Caramelized Bread Pudding with Chocolate and Cinnamon

amanda

Equipment

  • - Bread Loaf Pan

  • - Heavy-Duty Mixing Bowls

  • - Silicone Spatula

  • - Baking Sieve or Fine Mesh Strainer

  • - Measuring Cups & Spoons

  • - Kitchen Scale (Optional)

  • - Double Boiler or Heatproof Bowl & Saucepan

  • - Digital Thermometer (Optional)

  • - Cutting Board & Kitchen Knife or Pastry Blender

  • - Bread Pudding Mold (Optional)

  • - Oven-Safe Rack or Baking Stone (Optional)

Ingredients

  • 2 tablespoons unsalted butter, softened

  • 4 or 5 slices brioche, or good quality white bread (I like Pepperidge Farm), 1/4 inch thick, crusts removed

  • 3 extra-large eggs

  • 2 extra-large egg yolks

  • 1/4 cup brown sugar

  • 1 1/2 cups heavy cream

  • 1 1/4 cups whole milk

  • 1 teaspoon pure vanilla extract

  • 1/2 teaspoon ground cinnamon

  • 1/4 teaspoon freshly grated nutmeg

  • 1/4 teaspoon kosher salt

  • 3/4 cup chopped bittersweet chocolate

  • 1 tablespoon granulated sugar, for caramelizing the top

Instructions

1

Instruction 1

Preheat the oven to 350°F.
2

Instruction 2

Spread the softened butter on one side of the brioche.
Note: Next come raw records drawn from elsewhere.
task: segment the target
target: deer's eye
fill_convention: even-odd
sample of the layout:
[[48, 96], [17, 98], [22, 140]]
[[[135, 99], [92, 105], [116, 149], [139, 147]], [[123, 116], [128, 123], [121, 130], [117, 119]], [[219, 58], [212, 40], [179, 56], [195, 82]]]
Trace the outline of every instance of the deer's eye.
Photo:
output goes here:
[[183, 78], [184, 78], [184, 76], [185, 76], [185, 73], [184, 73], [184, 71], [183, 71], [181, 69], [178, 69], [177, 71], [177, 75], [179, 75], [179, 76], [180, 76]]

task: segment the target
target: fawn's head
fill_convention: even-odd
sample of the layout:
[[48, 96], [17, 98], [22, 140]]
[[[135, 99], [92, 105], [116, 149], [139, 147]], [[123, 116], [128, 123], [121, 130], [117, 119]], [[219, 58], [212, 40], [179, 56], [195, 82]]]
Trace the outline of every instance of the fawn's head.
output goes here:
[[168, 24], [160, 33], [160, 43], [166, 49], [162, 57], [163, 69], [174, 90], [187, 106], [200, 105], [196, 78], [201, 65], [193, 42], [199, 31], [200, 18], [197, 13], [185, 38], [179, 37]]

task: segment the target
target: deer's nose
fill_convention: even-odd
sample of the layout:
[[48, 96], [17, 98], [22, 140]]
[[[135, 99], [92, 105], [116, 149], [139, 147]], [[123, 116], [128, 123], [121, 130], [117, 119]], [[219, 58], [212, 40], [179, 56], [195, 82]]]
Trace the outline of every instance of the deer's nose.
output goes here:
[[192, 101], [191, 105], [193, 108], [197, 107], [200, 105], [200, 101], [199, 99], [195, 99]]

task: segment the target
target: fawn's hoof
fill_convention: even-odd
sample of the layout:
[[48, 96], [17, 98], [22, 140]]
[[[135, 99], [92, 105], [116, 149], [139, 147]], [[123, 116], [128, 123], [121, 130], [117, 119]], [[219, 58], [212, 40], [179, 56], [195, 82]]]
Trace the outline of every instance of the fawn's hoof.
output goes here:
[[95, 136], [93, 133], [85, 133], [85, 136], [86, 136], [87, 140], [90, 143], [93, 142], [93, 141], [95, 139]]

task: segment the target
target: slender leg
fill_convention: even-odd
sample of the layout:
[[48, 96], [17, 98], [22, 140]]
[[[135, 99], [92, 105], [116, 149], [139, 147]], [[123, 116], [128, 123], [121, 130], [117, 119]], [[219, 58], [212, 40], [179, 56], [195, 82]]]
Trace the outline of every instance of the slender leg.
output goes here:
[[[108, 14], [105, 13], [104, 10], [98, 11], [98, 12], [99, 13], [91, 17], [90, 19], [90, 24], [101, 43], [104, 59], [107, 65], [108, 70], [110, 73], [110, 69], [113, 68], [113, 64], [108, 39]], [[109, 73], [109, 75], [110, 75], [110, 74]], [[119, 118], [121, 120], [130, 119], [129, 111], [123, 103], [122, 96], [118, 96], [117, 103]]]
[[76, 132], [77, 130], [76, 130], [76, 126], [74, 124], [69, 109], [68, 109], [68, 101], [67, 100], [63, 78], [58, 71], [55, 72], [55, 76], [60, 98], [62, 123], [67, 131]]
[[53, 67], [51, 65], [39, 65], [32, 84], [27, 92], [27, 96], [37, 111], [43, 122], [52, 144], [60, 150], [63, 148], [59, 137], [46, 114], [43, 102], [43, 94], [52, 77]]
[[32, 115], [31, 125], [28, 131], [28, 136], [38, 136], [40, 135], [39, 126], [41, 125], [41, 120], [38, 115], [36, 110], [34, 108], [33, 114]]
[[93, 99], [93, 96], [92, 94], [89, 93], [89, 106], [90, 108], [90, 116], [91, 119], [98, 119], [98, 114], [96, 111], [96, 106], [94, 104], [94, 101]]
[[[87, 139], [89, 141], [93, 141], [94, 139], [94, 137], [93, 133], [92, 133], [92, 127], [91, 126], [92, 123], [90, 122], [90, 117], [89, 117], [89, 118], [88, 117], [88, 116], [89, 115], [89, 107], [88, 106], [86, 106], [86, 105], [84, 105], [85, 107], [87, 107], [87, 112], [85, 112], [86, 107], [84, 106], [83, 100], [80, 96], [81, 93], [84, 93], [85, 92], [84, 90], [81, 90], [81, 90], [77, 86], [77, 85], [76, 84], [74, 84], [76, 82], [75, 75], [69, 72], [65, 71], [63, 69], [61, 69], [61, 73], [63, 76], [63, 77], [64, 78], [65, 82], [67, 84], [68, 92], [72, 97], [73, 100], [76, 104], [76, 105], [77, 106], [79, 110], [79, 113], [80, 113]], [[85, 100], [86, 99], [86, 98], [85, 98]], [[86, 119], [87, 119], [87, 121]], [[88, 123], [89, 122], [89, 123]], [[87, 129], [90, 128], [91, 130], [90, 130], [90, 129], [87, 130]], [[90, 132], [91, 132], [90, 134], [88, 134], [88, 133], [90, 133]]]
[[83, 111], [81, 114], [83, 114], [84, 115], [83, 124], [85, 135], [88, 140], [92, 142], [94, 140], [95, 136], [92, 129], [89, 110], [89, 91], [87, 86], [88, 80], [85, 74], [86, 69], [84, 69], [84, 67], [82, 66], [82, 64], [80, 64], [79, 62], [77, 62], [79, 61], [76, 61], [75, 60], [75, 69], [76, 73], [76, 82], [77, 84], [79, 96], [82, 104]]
Cut each slice in half on the diagonal and then again into quarters.
3

Instruction 3

Whisk together the eggs, egg yolks, and brown sugar in a large bowl. Add the cream, milk, vanilla, cinnamon, nutmeg, and salt, whisking to combine well.
4

Instruction 4

Sprinkle the chocolate over the bottom of a 9-by-9-inch (or equivalent) baking dish. Arrange the brioche, buttered side up, with slices overlapping just slightly, on the chocolate (there should be just a single layer of bread). Pour the custard over the bread, pressing down with your fingers to make sure the bread soaks it up. Place the bread pudding in a roasting pan, and pour warm water into the pan to come halfway up the sides of the pudding dish. Bake about 1 hour and 15 minutes, until the custard is set and the bread puffs up slightly. The pudding will be springy to the touch.
5

Instruction 5

Let the bread pudding cool at least 10 minutes.
6

Instruction 6

If you have a kitchen blowtorch, sprinkle the sugar over the top, and torch to brown and caramelize. You could run the pudding under the broiler to caramelize if you don’t have a torch, but be careful not to curdle the custard underneath.
7

Instruction 7

Serve the bread pudding from the baking dish at the table, using a big spoon.